Energy consumption is a major driver of cost for DCs because of the large number of power-hungry computers they house. High costs are not the only factor to take into account when weighing a DC’s energy consumption; the environmental impact is also important. DCs nowadays consume 2% of the world’s electricity, a number that’s bound to increase as the need for networked services increases. The amount of energy used to power computers can’t readily be optimized by an operations team because it depends on the computing workload and the efficiency of the chips. For this reason, data center engineers strive to reduce all extra consumption. The efficiency of data centers is usually measured by tracking a metric called power usage effectiveness (PUE). This metric reflects how much energy is used on anything other than the actual computers that make the data center:
PUE = (Total Facility Energy) / (IT Equipment Energy)
A perfect data center has a PUE of 1: all the energy is spent to power the computers. The higher the PUE, the more energy is spent on other systems, among which cooling is the most important. For example, a PUE of 1.5 means that for every kilowatt-hour(kWh) of energy consumed to power computers, an additional 0.5 kWh of energy is needed for cooling and other minor needs.
Google has always been a leader in PUE efficiency. According to a 2018 survey of900 DC operators by the Uptime Institute, the average PUE in the industry was 1.58.Google continuously improved its PUE until it reached 1.12 in 2013. Unfortunately,this value didn’t improve until 2017.
ML Approach to Data Center Efficiency
Gao realized that one of the obstacles to lowering the PUE further was that it’s extremely complex to predict it correctly in different scenarios using a traditional engineering approach, because of the complex interactions between factors (for instance, wind can help cool the plant and reduce the need for artificial cooling). On the other hand, he was well aware of the large datasets collected by his team as part of day-to-day operations, thanks to thousands of sensors deployed across components that collect millions of data points.
Gao foresaw the potential of using this data to train an ML model capable of over-coming the limitations of traditional thermodynamics. His first approach was to build a simple neural network (a classic algorithm used to build supervised learning models) that was trained to predict the PUE, given a list of features that affect it. Gao used a total of 19 features, including these:
- Total server IT load
- Total number of process water pumps running
- Mean cooling tower leaving-water-temperature set point
- Total number of chillers running
- Mean heat exchanger approach temperature
- Outside air wet-bulb and dry-bulb temperatures
- Outside air relative humidity, wind speed, and direction
The label of this supervised learning problem is the PUE. Gao used 184,435 time samples at five-minute resolution (approximately two years of operational data). The final model was able to predict DC PUE within 0.004 +/– 0.0005, an approximately 0.4% error, for a PUE of 1.1. Gao was able to build the first proof-of-concept (POC) model quickly using open source coding frameworks.
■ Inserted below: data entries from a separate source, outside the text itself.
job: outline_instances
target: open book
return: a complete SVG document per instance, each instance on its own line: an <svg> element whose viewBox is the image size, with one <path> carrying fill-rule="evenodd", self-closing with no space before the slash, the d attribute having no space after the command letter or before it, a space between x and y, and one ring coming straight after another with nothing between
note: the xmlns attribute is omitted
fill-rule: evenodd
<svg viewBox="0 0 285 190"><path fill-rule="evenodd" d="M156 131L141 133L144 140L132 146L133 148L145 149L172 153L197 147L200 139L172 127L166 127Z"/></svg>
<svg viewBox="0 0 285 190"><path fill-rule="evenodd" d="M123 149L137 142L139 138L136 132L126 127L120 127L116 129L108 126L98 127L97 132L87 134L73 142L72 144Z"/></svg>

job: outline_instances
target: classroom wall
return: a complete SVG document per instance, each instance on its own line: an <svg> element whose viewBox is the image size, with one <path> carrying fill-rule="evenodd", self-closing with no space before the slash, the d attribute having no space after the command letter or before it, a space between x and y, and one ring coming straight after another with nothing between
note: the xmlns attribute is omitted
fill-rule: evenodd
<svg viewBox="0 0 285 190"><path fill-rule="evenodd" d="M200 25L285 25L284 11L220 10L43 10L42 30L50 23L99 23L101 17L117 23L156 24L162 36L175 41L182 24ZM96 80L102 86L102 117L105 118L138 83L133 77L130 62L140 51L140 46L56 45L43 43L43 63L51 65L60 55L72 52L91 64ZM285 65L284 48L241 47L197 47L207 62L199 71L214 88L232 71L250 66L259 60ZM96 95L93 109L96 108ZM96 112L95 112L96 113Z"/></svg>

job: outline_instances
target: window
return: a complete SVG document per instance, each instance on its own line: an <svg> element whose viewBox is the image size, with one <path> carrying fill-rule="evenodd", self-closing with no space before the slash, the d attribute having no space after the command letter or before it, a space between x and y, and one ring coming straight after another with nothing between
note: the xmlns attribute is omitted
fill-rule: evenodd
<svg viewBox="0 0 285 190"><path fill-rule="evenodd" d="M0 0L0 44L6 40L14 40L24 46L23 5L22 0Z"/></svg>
The final resulting model has been used for three main applications:
- Automatic performance alerting and troubleshooting, by comparing actual versus predicted DC performance for any given set of conditions
- Evaluating PUE sensitivity to operational parameters
- Running digital simulations with different configurations without making physical changes
The results of Gao’s work had a large impact on the company and was recognized publicly by the VP of the data center, Joe Kava, who described the work and results in an Google official blog post. “Better Data Centers Through Machine Learning” high-lighted how Gao’s models were able to identify patterns in the data that are impossible for a person to spot, leading to a model capable of predicting the PUE with a 99.6%accuracy.
Gao and his team started using the model to come up with new ways to improve efficiency. When servers were taken offline, that was known to cause lower performance in the data center, for example. Thanks to Gao’s models, the Google DC’s team was able to run simulations of the data center’s behavior and find new ways to contain the performance loss, saving energy and money.